Brahms wrote four major works for the clarinet in the last decade of his life, all for the virtuoso soloist Richard Mühlfeld. Three are included here in a potentially useful combination given that the remaining (and, arguably, quintessential) work, the Clarinet Quintet Op.115, has usually been paired on disc with Mozart’s offering in the same genre. All these works are gloriously autumnal in feeling and should be in the collection of every Brahms-lover.

The Clarinet Trio is conventionally structured in four movements with the slow movement placed second and a third movement which has more the feel of intermezzo than scherzo. The cello part is important and this is a rather darker work than the Quintet. Nevertheless, the adagio is particularly glorious. Here it receives a very well played and enjoyable performance, lacking only the last degree of autumnal glow. Comparison with Thea King’s version for Hyperion with Clifford Benson and Karina Georgian is marginally in King’s favour; for example there is a greater feeling of wonder in the opening of the adagio than is present here. The just pre-digital Hyperion sound is inferior but certainly acceptable. A fine version by Bernard Pieterson and members of the Beaux Art Trio on a Philips Duo should also be considered.

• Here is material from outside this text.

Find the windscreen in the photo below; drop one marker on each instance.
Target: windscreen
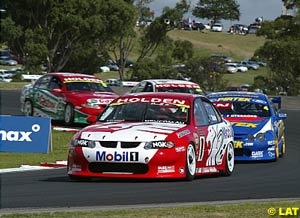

In the clarinet sonatas there is also much fine playing – as one would expect from principals of the Berlin Philharmonic Orchestra (i.e. Steffens and Quandt). Plenty of refinement and complete technical assurance is on offer. These performances reinforced my view that these works are best heard in their original form rather than in the viola transcriptions that Brahms himself made to increase their accessibility. Incidentally he also transcribed them for violin but I have yet to come across the works in that form on disc. As in the Trio, the recorded sound is well-balanced and of high quality. The documentation is fulsome and given in English, German and French.

There is plenty of competition in the frequently recorded clarinet sonatas and choice is likely to be partly dictated by couplings. The present programme is apposite and generous, and the disc recommendable although not the last word on these great works.